2 more cases of South African variant reported
Days after the state reported its first case of the South African coronavirus variant, Maryland officials announced two more infections Tuesday.
The latest cases of the B.1.351 variant were people who live in Montgomery County, whereas the first case, reported Saturday, was a person in the Baltimore Metropolitan Area.
Unlike the first case, the two people who contracted the new strain of the disease had recently traveled abroad, Gov. Larry Hogan said in a tweet.
“Contact tracing is underway, and close contacts are isolating,” the Republican governor wrote.
The so-called South African variant is not believed to cause more severe sickness, however it’s believed to be more contagious than COVID-19 and there is evidence that the strain is more resistant to some of the most effective treatments, according to the Centers for Disease Control and Prevention.

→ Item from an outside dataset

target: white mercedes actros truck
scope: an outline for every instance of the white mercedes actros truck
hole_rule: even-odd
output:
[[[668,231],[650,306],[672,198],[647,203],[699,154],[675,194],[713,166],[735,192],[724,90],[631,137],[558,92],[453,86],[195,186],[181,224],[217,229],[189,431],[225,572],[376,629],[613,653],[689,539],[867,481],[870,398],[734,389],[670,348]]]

Doctors are also concerned about the strain because two vaccines in development by Novavax and Johnson & Johnson have proved less effective against it.

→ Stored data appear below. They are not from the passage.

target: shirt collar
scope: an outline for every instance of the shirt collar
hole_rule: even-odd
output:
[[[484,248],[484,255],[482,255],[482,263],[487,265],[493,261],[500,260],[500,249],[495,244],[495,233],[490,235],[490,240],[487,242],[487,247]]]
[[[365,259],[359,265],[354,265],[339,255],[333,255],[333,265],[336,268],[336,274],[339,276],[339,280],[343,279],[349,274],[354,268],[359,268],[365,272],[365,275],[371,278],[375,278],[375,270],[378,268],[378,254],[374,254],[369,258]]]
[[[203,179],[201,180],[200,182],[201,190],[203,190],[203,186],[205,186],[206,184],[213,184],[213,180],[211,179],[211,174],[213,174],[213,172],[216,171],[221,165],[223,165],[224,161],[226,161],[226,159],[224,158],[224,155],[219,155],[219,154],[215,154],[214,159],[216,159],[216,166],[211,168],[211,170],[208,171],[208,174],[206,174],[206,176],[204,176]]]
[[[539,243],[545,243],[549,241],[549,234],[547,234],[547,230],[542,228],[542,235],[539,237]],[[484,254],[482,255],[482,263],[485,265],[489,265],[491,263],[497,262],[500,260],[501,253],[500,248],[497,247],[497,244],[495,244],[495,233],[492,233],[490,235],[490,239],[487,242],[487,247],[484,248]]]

Experts say it’s critical for people to get vaccinated when the immunizations are made available to them.
“We need to do all that we can to drop community transmission to give the variants less room to become predominant, and vaccination is a tool for that,” said Gigi Gronvall, a senior scholar at the Johns Hopkins Center for Health Security who specializes in immunology.
“I’ve heard a lot of people say, ‘Well there’s variants now, so I don’t know if I’m gonna bother getting the vaccine.’ It’s like — get the vaccine. Get it when you can,” Gronvall continued.

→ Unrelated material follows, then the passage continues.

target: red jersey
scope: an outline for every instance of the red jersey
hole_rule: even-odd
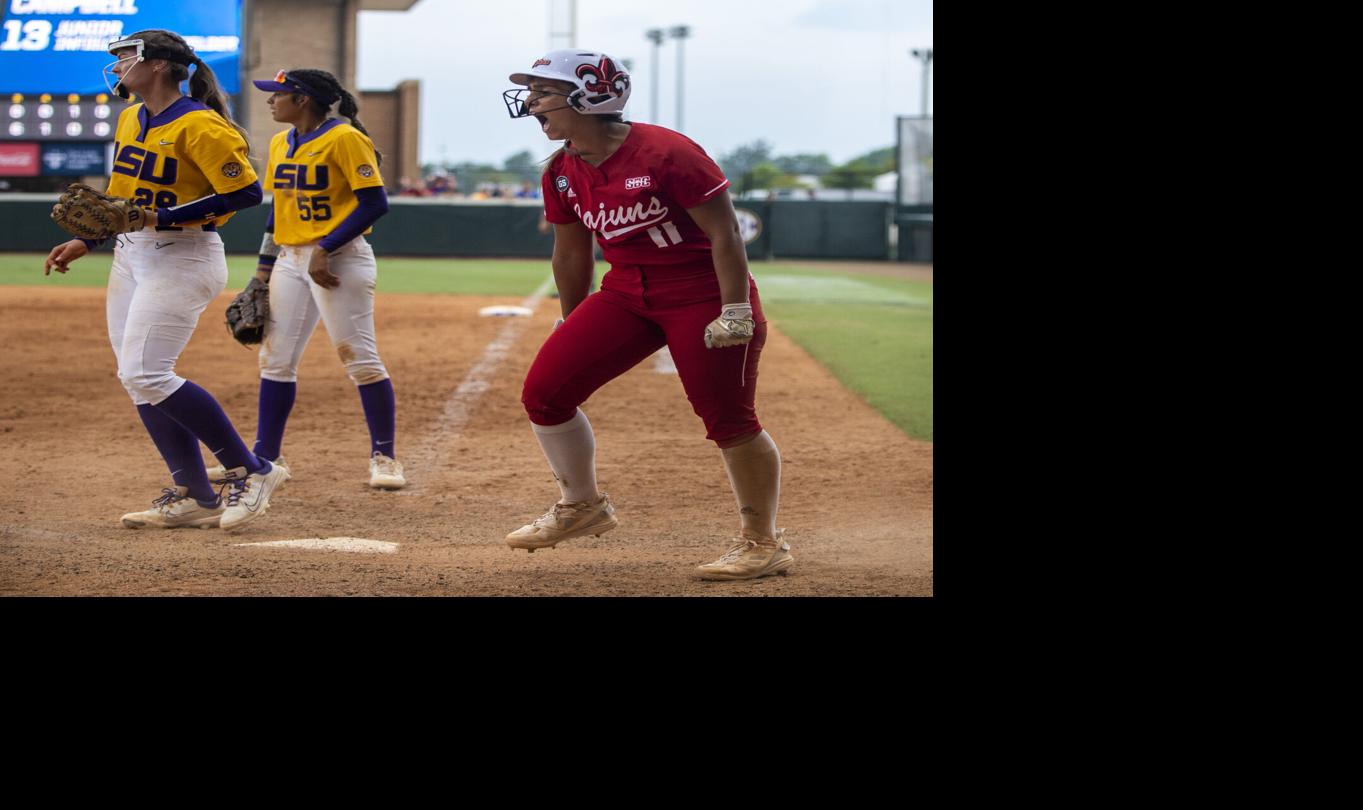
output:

There’s also worry among experts that the variant is spreading in Maryland because the first case was not linked to international travel, suggesting someone had contracted it in the community.
Dr. Cliff Mitchell, the director of the Maryland Department of Health’s Environment Health Bureau, said the success of a variant spreading depends on its ability to compete with the dominant strain of the virus and a more transmittable variant has a “competitive advantage” over the dominant strain.
“Inevitably when a virus gets a foothold in a population, it will in most cases spread beyond the primary group to others who are indirectly linked to that primary source,” Mitchell said. He compared variants to COVID-19 in Maryland, noting the disease was first linked to international travel. “Once it gets into the population, it fairly quickly at this moment in time, has the opportunity to find other hosts who did not travel,” Mitchell said.
And the South African variant is not the first coronavirus mutation detected in Maryland. Officials detected the strain B.1.1.7, which is known as the U.K. variant, on Jan. 12. Seven people had contracted the more contagious variant as of Saturday. There is no evidence the vaccines are less effective against the U.K. variant, which is believed to be prominent around the country.